After Holmes, at 44-0, had stopped Marvis Frazier, 10-0 in the first round, he said, “that’s for the whippings your daddy gave me in the gym!” he had a really mean streak toward his daddy “Smokin” Joe Frazier. That was Holmes for you.
My first meeting with Frazier was in his North Broad Street gym in Philadelphia while watching a boxer on the heavy bag, and behind me, I heard a loud voice say, “move, or I will use you for a heavy bag!” I turned around, and it was Frazier himself. Threatened again by a former champion was I.
Frazier’s brother Tom would later ask when I was promoting fights if I would be willing to promote Team Frazier about to turn pro, and I said, “on one condition. Joe has nothing to do with it!” Tom took me upstairs to the office, and as I entered the doorway, when Joe saw me with a look of disgust on his face, he said, “is this the guy?” I looked at the time and said, “what did I tell you, and I’m out of here!”
Years later, living in Whitemarsh Township in Pennsylvania, where Frazier lived, I had the idea of throwing a surprise party honoring Joe at a local country club with the help of a local police officer Naz Galie, a motorcycle buddy of Joe’s. He was surprised and said, “but you don’t even like Joe!” I replied, “he’s the champ, and no one has to do anything for him here.” We tried for six months through his secretary with no success, and finally, Galie made arrangements through Joe’s wife to meet with her. She was thrilled.

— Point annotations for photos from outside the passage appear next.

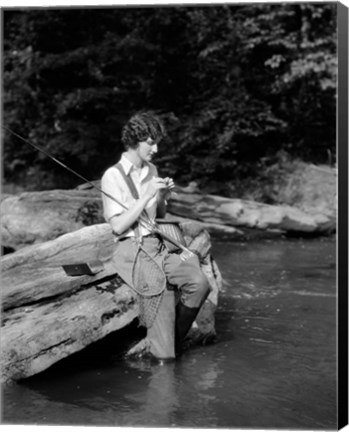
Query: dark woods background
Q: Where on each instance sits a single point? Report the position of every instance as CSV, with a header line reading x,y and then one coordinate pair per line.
x,y
241,88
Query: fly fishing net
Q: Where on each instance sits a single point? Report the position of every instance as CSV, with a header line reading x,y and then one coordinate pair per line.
x,y
149,282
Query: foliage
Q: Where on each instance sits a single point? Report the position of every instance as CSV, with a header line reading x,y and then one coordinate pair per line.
x,y
234,84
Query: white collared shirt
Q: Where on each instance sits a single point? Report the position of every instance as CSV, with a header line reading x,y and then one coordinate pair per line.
x,y
114,184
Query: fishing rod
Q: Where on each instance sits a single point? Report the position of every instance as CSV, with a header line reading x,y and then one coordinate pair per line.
x,y
149,223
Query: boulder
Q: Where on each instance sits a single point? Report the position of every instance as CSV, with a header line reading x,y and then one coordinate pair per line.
x,y
48,315
33,217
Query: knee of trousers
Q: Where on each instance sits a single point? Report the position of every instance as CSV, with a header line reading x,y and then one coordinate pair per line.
x,y
195,290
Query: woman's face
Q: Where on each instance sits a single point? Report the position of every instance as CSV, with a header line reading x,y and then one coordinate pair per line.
x,y
146,149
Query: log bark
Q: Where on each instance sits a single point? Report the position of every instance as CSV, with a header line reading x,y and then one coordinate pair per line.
x,y
48,315
34,217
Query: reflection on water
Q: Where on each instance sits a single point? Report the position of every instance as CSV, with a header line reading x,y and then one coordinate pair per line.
x,y
273,366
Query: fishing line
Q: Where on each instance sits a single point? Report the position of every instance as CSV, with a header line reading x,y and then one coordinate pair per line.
x,y
149,223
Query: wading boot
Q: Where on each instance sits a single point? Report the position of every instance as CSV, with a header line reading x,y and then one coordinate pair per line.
x,y
185,316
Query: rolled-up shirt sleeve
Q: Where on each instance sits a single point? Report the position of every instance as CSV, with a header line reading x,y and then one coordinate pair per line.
x,y
110,184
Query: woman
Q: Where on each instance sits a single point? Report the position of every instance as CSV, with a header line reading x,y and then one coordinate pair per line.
x,y
141,136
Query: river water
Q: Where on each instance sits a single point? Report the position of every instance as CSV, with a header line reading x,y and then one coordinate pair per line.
x,y
273,364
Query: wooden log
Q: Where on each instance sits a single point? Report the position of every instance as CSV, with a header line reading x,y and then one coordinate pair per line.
x,y
48,315
34,217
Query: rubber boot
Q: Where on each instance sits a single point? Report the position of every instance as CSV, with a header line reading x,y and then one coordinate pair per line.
x,y
185,316
161,334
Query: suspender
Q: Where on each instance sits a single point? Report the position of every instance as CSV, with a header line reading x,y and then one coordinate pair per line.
x,y
128,180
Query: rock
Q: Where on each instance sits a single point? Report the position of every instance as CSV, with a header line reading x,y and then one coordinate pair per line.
x,y
48,315
34,217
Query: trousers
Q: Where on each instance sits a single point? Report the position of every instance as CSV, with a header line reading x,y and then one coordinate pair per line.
x,y
186,276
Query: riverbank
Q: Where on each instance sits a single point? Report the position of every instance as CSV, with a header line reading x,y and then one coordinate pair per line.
x,y
273,365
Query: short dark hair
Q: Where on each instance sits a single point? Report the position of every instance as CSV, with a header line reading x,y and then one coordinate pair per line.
x,y
140,127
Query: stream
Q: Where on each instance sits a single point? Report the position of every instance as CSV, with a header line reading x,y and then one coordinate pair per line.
x,y
273,364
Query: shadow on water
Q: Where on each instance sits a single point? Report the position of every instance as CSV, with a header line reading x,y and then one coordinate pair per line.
x,y
273,364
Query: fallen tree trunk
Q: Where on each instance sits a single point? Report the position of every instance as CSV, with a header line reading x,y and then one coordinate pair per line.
x,y
35,217
250,214
48,315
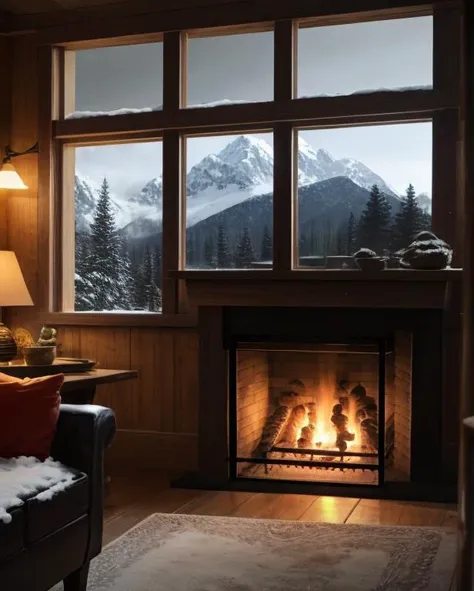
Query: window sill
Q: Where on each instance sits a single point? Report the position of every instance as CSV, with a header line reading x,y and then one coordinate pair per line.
x,y
120,320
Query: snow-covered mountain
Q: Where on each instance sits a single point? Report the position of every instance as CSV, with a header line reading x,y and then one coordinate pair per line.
x,y
239,172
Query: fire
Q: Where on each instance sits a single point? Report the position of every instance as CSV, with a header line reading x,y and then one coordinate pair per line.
x,y
323,429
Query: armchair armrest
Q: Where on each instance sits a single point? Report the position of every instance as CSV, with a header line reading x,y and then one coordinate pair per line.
x,y
83,434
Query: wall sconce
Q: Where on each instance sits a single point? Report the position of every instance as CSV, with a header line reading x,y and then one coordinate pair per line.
x,y
9,178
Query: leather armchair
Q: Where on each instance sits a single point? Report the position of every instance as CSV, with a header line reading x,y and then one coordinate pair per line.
x,y
59,537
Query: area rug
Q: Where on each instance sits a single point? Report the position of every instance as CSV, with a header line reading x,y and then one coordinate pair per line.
x,y
200,553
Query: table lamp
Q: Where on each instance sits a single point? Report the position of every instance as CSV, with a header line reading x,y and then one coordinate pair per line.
x,y
13,292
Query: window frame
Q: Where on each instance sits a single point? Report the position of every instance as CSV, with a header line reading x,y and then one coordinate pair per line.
x,y
283,115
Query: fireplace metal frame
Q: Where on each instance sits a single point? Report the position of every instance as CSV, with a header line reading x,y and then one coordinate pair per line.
x,y
239,343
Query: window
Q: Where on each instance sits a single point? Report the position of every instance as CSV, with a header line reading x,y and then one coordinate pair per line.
x,y
380,55
362,187
114,80
229,201
230,69
273,184
117,227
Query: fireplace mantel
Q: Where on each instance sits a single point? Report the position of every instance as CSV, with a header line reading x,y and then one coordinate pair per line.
x,y
395,288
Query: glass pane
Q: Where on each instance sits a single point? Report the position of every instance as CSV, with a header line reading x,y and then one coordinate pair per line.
x,y
229,202
114,80
230,69
118,213
381,55
362,187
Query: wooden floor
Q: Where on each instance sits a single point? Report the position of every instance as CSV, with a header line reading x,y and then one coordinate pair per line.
x,y
133,497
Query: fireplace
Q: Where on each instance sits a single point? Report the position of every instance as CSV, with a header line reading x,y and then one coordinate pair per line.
x,y
327,412
278,354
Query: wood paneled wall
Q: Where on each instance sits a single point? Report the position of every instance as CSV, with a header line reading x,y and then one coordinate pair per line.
x,y
156,414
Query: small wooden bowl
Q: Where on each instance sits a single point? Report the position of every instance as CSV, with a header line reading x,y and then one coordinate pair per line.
x,y
371,264
38,355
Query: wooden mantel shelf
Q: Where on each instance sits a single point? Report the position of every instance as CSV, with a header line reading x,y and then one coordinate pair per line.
x,y
392,288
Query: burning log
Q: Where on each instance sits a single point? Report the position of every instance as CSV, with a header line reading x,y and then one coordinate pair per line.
x,y
340,422
307,436
272,429
296,422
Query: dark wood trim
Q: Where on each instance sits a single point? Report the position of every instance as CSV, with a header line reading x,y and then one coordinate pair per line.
x,y
120,320
445,188
170,248
323,294
323,275
47,208
103,23
465,570
213,400
283,196
285,71
172,171
390,106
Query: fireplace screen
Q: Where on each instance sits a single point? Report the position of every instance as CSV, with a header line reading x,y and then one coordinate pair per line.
x,y
318,412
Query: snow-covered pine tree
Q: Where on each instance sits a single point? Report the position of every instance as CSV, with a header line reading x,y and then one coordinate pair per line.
x,y
223,251
82,285
374,225
209,252
157,269
245,255
266,250
108,264
410,220
351,235
190,251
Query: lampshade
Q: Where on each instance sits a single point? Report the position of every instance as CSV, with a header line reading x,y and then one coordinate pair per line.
x,y
9,178
13,290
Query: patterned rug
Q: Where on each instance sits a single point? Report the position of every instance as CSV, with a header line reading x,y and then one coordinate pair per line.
x,y
199,553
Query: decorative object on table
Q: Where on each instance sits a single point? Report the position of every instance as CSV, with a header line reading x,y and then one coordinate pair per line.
x,y
23,339
426,252
62,365
47,337
367,260
271,554
39,355
13,292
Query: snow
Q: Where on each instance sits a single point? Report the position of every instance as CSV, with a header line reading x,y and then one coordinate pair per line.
x,y
211,201
22,477
369,91
130,111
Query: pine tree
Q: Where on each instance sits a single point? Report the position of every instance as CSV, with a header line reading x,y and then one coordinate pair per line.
x,y
374,225
410,220
266,250
82,284
223,250
245,255
209,252
157,269
351,235
108,264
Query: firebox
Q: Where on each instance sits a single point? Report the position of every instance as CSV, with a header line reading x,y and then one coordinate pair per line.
x,y
322,412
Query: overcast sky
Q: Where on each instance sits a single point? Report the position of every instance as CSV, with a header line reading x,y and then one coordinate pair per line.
x,y
331,60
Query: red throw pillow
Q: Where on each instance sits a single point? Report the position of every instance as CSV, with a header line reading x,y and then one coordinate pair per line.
x,y
29,411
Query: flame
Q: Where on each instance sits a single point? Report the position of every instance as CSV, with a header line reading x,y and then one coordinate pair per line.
x,y
324,432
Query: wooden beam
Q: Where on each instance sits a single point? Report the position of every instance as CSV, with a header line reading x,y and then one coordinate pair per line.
x,y
465,564
172,172
319,111
103,24
47,208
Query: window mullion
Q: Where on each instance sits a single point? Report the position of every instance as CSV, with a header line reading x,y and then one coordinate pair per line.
x,y
173,73
283,147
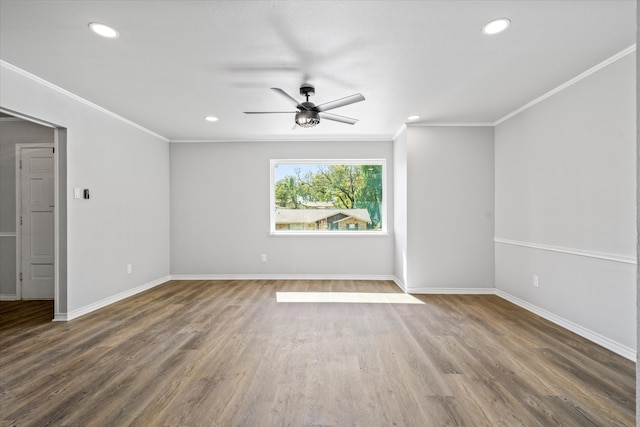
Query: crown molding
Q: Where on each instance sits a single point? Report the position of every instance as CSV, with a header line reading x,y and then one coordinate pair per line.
x,y
480,124
77,98
576,79
285,139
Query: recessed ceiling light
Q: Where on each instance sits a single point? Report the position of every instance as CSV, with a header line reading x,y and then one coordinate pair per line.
x,y
496,26
103,30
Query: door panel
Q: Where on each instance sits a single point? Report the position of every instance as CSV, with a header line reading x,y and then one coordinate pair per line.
x,y
37,219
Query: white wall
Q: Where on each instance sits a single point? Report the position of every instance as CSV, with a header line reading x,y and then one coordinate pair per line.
x,y
449,208
126,221
400,207
220,214
565,199
13,131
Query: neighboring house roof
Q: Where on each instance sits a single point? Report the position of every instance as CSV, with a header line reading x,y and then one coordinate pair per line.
x,y
296,216
317,205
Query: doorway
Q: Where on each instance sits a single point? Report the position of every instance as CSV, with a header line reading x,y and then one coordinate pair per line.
x,y
33,226
35,220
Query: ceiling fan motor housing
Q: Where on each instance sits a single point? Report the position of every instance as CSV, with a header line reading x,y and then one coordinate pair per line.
x,y
307,90
307,118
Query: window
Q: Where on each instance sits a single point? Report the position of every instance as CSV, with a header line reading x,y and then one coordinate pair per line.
x,y
328,196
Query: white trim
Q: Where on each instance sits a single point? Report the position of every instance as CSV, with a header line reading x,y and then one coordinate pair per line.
x,y
626,259
75,97
400,283
22,117
284,138
19,146
571,82
452,291
281,277
61,317
595,337
481,124
332,161
399,132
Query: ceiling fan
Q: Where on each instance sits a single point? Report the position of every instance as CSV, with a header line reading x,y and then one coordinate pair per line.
x,y
309,114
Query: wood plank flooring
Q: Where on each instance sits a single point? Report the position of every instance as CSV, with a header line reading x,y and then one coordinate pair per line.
x,y
226,353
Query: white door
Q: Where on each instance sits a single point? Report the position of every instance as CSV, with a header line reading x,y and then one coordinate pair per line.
x,y
37,222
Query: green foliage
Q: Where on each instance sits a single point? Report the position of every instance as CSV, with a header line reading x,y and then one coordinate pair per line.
x,y
345,186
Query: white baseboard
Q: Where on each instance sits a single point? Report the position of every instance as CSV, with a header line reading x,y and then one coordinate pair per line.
x,y
601,340
400,284
280,277
62,317
452,291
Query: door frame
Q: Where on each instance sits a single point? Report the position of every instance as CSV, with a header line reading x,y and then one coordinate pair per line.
x,y
60,292
19,147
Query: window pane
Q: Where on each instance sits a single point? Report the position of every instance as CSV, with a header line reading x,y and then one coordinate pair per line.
x,y
326,195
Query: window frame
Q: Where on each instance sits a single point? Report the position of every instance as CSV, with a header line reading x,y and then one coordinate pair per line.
x,y
358,161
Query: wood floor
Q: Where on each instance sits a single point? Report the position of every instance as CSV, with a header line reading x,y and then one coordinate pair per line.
x,y
225,353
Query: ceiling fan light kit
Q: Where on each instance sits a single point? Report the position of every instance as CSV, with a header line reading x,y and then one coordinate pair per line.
x,y
307,118
309,114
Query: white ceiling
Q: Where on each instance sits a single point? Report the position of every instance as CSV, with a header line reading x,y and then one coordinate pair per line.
x,y
177,61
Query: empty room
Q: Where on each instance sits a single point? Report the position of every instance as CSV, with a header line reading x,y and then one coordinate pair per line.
x,y
318,213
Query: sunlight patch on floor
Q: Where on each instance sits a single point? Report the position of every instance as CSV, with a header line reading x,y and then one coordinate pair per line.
x,y
347,297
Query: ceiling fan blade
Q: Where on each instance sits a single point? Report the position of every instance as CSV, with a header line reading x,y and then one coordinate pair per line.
x,y
289,97
337,118
339,102
270,112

Suddenly Joe walked in the door and asked in a loud voice, “what are you two doing here?” Galie never said a word the entire time. I told Joe about my idea, and he asked, “who’s paying for this?” When I told him his mother in South Carolina and his family would be invited for free, but the others would have to pay. He replied, “when Joe gives a party, no one pays!” I thought, “he’s not giving it, and I’m not paying for all of it. Then Joe said, “I don’t think so and started to leave out the back door when his wife Florence, standing there, asked him, “Joe, where are you going?” He replied, “I’ll be back when I’m back, woman!”
Those were my meetings, for the most part with Ali, Holmes, and Frazier. Years later, I met Joe again at a Wilmington, Delaware Boys & Girls Club, and he was fine talking to the kids.
Ali was one of the funniest human beings I had ever met, while Holmes and Frazier were not so nice in my dealings with him. End of story.